The prevalence of mechanical complications, with radiologic and clinical manifestations, after surgery for adult spinal deformities is reported to be 30%, and more than 50% of these patients undergo revision surgery for treatment. (8) Soroceanu et al. reported that radiographic and implant-related complications accounted for 31.7%, and in 52.6% of these complications, reoperation for mechanical correction was required. (9) There are many aspects of ASD surgery with notable variability, including the occurrence of complications and outcomes. (10) GAPB is a system that is used to predict mechanical complications that occur after ASD surgery, including both patient-specific and radiological factors. (6) In this study, we constructed a model to predict mechanical complications after ASD surgery using GAPB factors.
Recently, several studies using deep learning algorithms, such as random forest, gradient boosting, and neural networks, have been conducted for the spine. (11) Yagi et al. created a post-surgical complication prediction model for ASD surgery in adults using spinal alignment, demographic data, and surgical invasiveness; 170 participants were enrolled in this study. A decision tree for 2-year postoperative complications was constructed and confirmed by splitting data in a 7:3 ratio for training and testing, (12) with the external validation of 25 ASD patients who underwent surgery at different hospitals. (12) For the test sample, the predictive model was 92% accurate, the AUC was 0.963, and the external validation was 84% accurate.
Lafage created a machine learning model to determine the upper vertebra in ASD surgery. (13) The samples were stratified into three groups: 70% for training, 15% for validation, and 15% for performance testing.
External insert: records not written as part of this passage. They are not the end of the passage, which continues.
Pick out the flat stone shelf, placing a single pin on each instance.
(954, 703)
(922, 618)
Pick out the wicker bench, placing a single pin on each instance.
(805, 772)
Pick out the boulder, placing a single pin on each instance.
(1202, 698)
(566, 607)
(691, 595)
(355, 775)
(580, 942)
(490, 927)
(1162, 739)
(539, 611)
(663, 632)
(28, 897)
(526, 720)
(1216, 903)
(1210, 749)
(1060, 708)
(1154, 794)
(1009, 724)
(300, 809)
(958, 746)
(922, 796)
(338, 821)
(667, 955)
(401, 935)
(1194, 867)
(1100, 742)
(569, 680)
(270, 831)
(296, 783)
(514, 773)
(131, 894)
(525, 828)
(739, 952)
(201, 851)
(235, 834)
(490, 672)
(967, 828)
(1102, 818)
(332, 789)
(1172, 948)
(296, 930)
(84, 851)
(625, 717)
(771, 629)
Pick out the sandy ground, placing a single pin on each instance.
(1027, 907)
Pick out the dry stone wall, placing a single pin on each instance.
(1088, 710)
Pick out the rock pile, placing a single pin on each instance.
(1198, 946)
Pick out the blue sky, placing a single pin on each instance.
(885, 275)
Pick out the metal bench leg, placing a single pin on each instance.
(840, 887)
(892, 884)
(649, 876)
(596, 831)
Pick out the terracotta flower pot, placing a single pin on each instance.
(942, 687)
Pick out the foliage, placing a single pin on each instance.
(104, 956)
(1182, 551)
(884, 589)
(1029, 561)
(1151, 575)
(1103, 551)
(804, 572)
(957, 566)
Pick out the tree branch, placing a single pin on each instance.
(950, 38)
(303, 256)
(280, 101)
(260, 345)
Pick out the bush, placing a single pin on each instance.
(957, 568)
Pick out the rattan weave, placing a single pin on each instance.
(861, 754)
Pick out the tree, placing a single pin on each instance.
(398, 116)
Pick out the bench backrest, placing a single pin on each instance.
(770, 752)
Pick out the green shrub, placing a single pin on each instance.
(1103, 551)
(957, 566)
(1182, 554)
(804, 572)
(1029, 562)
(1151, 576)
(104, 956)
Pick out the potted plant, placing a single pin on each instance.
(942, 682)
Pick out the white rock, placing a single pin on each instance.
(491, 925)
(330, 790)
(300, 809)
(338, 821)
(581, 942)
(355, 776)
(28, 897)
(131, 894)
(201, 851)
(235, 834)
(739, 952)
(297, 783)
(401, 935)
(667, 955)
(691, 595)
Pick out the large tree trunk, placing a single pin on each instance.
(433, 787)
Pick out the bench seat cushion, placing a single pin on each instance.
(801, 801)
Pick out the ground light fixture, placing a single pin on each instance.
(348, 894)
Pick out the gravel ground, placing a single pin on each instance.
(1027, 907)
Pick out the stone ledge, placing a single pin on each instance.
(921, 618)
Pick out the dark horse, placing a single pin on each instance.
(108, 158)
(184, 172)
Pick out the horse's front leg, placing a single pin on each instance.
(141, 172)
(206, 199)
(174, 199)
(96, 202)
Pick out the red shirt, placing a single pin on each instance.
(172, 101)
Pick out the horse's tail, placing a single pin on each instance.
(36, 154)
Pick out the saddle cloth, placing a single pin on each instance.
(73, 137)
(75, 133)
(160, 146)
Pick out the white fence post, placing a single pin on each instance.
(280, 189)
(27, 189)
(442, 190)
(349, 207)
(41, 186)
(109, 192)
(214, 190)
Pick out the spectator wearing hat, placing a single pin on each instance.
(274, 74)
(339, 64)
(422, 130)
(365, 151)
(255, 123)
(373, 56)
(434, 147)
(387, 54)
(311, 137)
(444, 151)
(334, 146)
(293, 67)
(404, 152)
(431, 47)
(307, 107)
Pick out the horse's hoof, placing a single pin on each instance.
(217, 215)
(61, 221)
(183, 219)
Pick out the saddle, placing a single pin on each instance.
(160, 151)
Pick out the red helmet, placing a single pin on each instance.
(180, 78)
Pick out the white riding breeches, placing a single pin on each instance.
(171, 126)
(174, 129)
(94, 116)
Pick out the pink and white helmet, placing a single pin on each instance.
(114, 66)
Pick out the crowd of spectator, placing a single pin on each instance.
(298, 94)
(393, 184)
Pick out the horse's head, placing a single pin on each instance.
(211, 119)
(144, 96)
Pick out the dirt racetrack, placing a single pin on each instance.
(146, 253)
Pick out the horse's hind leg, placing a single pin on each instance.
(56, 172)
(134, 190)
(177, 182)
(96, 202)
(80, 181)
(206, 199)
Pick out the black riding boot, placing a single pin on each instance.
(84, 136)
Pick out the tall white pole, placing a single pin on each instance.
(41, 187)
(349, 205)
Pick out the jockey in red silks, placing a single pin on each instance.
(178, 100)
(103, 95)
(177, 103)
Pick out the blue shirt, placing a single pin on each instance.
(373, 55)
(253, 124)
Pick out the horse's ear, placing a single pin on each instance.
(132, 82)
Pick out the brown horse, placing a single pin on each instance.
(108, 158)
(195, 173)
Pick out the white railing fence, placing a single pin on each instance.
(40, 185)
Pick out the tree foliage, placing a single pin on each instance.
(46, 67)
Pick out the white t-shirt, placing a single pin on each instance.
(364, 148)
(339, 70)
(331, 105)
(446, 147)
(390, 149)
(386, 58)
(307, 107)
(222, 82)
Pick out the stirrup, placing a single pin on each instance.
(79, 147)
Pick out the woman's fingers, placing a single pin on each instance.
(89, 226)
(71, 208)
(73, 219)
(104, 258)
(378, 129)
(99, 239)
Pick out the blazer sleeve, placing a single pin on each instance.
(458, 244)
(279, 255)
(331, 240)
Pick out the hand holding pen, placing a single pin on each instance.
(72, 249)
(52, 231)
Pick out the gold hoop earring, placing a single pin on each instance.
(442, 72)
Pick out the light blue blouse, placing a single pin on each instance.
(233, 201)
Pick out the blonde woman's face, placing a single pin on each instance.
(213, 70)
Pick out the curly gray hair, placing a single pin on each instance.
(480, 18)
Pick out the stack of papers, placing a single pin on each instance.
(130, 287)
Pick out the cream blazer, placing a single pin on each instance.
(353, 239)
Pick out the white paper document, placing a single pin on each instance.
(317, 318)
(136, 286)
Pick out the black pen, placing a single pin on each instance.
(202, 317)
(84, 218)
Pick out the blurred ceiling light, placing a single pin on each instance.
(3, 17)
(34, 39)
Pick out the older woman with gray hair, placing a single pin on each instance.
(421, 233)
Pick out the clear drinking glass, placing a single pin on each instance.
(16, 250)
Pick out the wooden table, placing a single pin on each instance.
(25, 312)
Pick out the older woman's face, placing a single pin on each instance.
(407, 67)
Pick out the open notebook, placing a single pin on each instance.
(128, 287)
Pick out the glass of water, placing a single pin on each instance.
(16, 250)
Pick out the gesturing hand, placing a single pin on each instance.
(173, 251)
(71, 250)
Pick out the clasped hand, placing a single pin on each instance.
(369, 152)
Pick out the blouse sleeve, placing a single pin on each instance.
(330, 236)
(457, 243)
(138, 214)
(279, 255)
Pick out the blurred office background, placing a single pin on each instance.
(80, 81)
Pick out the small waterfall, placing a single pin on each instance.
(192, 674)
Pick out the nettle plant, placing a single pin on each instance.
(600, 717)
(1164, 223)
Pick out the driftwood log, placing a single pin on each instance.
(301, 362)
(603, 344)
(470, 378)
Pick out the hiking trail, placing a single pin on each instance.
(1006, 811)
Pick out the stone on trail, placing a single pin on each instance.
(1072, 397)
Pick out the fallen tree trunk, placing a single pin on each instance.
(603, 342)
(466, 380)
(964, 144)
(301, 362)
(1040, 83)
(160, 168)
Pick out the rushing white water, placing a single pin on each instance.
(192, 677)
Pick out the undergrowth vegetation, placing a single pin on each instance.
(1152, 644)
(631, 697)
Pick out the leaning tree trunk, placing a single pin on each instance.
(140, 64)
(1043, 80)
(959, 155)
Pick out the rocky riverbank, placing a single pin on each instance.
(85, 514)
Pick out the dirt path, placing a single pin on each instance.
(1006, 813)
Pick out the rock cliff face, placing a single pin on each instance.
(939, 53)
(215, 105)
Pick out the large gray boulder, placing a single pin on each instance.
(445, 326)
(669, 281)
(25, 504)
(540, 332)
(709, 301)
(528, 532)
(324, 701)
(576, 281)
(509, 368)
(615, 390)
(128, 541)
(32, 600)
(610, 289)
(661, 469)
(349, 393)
A neural network model was used, and the results showed an accuracy of 81.0%, precision of 87.5%, and recall of 87.5%.
Pellise et al. created a model to predict the incidence of adverse events after ASD surgery using a random forest model. (14) The model was trained using 80% of the data for the training set and 20% for the test set and showed adequate predictive accuracy, with AUCs ranging from 0.67 to 0.92. (14) Durand et al. created a model for predicting blood transfusion following surgery for adult spinal deformities. (15) A total of 1029 patients were analyzed and divided into datasets for training (n = 824) and validation (n = 205). The random forest model showed an AUC of 0.85 (95% confidence interval 0.80–0.90) and was reported to show better predictive ability than single-decision tree models. (15) Ames et al. created a model to predict the cost of surgery for ASD. The regression tree and random forest models were used to predict the occurrence of treatment costs exceeding $100,000. (16) The results of the regression tree analysis using CTREE resulted in an adjusted R2 value of 56% at 90 days and 35.6% at 2 years of direct cost forecasting. Random C-forest regression analysis showed an adjusted R2 value of 57.4% at 90 days and 28.8% at 2 years of direct cost forecasts. Peng et al. created a model to predict proximal junctional kyphosis after surgery in adolescent patients with idiopathic scoliosis. (17) The random forest has great value for predicting the individual risk of developing proximal junctional kyphosis after long instrumentation and fusion surgery in patients with Lenke 5 adolescent idiopathic scoliosis. Jain created a model to predict discharge delay, medical complications, and readmission within 90 days after long-segment posterior lumbar spine fusion surgery (18) using logistic regression, random forest, and elastic net.
In our study, we created a model to predict the mechanical complications that occur after ASD surgery. We used logistic regression, gradient boosting, random forest, and deep neural networks. Important factors were BMD, BMI, relative lumbar lordosis score, lordosis distribution index score, and relative sagittal alignment score. The patients were randomly divided into training (70%) and test (30%) datasets. In the training set, the AUC for random forest was 1.000 and the accuracy was 1.000. In the test set, the AUC for random forest was 0.81 and the accuracy was 0.732. Random forest achieved the best predictive performance on the training and test dataset.
This study has several limitations. Because our models were built using retrospective data, future efforts to update these models are required. Additionally, the reasons for mechanical complications after ASD correction are multifactorial. Many factors affect the outcome of surgery, including the surgical method, upper level instrumentation, muscle mass, and various underlying conditions. These factors were excluded when the model was created.
However, the GAPB system is helpful in predicting mechanical complications after ASD surgery. (6) Noh et al. reported that the GAPB system was more meaningful in the moderately disproportioned and severely disproportioned GAP groups. We believe that it will be helpful to develop models that predict mechanical complications through machine learning.